Overall Satisfaction with IBM Connections
IBM Connections is being used largely as a wiki replacement system because of its tight integration with other IBM products. For instance, we used (and have since replaced) IBM Jazz. At the time that we implemented Jazz, we needed a centralized repository for constantly changing information, something that Wikis are good at. Connections was selected to be that Wiki-like tool, with multiple levels of permissions, tagging, and spaces. We also used it as a blogging platform. Users would post blogs to Jazz either from their personal spaces or from other relevant business spaces.
- Connections does tagging really well. It's very easy to add tags to any given page and to sort content based on those tags. This makes it easy to find related pages.
- Connections is capable - note that I said capable, and not "does a good job at" of embedding multiple kinds of content and making it viewable. Viewing Office documents is possible within Connections.
- Connections also does permissions really well, locking down spaces depending on certain groups of users. You can view this as a positive or a negative, depending on your use case.
- Search in connections is incredibly poor. It's commonly joked that once data goes into Connections, you never find it again, unless you have a direct link. This alone kills usability for Connections.
- Embedded content in wiki pages in connections is poorly implemented. While the content displays, you can't interact with it, or edit it reasonably, and it's really slow to load.
- The "social" features in Connections are pretty lame, and no self-respecting user spends any time trying to build their profile. It's just disappointing.
- Connections had a substanially negative ROI for our company because we eventually replaced it with far better tools.
- We're also unfortunately stuck with maintenance costs as we've not migrated all of the user generated content over to the new tools.
- Other parts of our company still use Connections, so I guess that's a good thing? They must find it usable enough to continue on with it.
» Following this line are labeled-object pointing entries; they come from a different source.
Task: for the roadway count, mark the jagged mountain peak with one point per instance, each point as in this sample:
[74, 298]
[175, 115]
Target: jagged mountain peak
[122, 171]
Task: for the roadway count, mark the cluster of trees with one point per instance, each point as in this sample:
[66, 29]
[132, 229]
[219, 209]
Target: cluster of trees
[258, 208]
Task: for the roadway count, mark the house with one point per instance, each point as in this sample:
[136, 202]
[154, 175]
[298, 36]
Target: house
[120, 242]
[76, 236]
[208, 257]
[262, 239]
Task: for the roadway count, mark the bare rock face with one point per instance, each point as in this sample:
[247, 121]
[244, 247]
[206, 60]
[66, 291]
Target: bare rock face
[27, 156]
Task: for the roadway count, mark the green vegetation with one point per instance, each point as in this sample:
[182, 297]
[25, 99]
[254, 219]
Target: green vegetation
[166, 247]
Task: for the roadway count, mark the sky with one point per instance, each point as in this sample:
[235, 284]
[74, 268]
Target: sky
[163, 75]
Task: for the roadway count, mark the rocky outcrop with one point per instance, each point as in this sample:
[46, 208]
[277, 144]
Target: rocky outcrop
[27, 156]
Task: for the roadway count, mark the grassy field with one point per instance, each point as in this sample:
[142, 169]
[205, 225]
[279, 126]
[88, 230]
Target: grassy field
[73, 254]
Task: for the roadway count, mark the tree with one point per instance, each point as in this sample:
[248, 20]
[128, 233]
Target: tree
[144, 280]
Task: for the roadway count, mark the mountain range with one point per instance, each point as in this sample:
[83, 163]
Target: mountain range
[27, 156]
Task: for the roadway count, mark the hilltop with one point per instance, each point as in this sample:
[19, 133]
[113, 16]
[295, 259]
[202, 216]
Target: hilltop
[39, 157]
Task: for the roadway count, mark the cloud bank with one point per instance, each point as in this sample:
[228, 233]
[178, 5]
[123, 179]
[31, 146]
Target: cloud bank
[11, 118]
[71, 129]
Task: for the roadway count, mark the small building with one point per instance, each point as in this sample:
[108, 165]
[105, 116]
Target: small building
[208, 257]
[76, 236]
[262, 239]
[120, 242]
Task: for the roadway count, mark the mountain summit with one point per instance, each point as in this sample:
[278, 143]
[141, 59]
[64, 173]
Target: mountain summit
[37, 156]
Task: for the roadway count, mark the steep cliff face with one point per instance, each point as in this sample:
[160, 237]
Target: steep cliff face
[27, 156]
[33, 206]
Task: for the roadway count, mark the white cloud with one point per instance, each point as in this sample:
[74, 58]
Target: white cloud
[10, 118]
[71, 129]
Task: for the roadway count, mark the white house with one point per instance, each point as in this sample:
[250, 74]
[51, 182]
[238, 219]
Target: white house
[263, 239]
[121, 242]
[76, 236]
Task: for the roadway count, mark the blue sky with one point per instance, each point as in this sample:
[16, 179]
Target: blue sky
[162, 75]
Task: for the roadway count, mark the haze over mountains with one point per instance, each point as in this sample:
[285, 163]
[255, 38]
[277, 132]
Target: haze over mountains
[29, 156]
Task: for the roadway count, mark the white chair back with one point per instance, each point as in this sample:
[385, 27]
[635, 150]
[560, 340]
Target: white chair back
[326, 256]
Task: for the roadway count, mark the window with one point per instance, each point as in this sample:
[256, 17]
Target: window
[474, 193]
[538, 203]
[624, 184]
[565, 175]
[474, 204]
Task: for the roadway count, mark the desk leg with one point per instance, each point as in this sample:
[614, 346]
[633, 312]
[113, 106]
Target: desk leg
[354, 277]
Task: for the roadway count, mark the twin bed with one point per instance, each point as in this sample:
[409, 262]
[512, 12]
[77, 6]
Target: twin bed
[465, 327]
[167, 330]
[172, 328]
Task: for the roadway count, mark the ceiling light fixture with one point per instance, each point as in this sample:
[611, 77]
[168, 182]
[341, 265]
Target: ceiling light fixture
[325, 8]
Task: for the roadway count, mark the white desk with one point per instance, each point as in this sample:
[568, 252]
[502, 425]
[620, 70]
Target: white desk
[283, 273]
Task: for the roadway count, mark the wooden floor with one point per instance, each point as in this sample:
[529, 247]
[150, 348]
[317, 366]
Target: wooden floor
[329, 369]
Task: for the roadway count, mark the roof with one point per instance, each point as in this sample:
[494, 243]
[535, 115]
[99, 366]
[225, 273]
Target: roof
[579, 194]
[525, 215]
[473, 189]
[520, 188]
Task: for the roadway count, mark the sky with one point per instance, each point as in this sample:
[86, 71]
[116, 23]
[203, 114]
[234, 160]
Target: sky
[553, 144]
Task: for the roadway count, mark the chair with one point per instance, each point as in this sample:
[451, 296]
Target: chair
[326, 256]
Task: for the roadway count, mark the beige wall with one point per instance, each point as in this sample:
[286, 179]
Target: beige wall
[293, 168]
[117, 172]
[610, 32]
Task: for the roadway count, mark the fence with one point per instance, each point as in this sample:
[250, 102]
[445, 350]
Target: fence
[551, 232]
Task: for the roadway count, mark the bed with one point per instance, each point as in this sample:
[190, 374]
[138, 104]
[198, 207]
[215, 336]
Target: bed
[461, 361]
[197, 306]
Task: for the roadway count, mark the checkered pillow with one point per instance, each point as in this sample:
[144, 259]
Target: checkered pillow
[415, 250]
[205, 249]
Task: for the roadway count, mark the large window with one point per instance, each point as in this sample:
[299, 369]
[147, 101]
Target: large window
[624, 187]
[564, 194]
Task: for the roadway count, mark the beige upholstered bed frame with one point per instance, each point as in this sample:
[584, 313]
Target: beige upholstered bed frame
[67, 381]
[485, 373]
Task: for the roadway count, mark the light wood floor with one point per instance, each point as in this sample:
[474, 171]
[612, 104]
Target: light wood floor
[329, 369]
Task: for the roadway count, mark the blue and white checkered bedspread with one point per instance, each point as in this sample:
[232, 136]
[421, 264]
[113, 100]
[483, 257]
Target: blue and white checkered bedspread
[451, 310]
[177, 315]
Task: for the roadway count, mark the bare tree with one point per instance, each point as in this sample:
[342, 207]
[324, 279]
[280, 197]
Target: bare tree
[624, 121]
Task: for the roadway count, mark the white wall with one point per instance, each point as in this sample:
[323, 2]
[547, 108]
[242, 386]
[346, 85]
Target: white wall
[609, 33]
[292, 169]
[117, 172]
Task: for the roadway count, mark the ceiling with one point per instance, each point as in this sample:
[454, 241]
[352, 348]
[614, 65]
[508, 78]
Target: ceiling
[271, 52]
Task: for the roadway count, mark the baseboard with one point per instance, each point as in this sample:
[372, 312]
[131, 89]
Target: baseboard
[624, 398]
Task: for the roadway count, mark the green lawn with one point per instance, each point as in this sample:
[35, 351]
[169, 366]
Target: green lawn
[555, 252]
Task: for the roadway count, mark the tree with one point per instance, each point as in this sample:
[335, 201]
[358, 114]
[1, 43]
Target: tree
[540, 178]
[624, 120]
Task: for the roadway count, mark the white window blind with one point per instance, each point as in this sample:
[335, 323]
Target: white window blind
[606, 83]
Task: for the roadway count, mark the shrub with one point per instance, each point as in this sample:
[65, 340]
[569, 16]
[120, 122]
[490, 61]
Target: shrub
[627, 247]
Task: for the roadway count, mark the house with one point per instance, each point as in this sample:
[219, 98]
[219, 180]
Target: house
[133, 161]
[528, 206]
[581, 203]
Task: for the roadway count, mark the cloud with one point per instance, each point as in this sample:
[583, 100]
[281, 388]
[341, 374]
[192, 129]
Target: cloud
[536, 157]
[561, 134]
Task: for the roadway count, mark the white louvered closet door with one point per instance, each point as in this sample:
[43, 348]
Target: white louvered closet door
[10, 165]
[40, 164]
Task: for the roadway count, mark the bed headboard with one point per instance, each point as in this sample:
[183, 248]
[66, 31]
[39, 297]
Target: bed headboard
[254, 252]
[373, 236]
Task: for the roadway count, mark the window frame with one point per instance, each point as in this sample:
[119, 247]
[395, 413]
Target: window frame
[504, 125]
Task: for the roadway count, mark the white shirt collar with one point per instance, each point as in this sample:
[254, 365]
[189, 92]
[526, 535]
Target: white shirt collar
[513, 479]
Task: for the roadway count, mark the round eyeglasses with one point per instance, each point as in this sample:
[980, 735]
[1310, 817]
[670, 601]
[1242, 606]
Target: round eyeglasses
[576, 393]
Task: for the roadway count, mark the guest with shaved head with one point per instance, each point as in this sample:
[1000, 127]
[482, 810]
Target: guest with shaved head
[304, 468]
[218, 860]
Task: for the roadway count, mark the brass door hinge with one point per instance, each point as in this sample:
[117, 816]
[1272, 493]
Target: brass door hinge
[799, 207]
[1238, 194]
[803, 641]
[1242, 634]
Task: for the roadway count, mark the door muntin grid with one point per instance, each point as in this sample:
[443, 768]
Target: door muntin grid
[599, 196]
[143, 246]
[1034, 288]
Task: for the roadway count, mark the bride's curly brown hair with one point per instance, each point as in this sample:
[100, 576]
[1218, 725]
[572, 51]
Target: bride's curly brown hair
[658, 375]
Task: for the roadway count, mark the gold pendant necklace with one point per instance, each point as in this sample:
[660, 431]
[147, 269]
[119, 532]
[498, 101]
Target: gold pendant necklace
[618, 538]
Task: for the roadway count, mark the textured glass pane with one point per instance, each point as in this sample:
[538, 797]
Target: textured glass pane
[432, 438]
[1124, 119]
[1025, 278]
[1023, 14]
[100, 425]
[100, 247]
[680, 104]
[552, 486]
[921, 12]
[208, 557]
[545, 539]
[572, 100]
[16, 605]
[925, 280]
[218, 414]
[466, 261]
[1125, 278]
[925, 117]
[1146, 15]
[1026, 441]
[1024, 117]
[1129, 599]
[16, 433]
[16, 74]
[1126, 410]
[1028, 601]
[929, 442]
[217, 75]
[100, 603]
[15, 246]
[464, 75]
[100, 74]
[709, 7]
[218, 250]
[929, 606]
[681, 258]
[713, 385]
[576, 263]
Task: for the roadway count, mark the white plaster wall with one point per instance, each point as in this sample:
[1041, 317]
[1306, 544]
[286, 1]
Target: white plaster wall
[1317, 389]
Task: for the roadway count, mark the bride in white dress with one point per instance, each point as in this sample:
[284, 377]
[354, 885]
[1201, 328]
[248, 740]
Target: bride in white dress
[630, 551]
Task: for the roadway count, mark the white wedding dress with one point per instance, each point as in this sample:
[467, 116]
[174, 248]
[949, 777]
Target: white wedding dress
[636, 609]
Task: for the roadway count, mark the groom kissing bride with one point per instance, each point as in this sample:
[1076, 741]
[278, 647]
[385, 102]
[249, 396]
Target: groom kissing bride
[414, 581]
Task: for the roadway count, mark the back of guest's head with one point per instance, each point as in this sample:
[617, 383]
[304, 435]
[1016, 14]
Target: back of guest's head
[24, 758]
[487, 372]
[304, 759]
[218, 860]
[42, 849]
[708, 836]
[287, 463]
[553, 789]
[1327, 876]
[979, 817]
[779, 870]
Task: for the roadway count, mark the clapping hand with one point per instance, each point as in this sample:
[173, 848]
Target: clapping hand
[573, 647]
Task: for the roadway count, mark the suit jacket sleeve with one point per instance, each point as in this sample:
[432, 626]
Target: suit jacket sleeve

Confluence is a much truer Wiki system, with easier to understand permissions, better management of content, a better plugin ecosystem, far greater enterprise adoption, and above all else, functional search! If users generate wiki pages inside of Confluence, we actually can find the data gain! This is a huge win, as it doesn't requires to pass around URLs, but rather suggest search terms that others can use to find pages. Moreover, it integrates well with the other tools in the Atlassian suite, and we have fully switches over to using the other Atlassian tools because of it.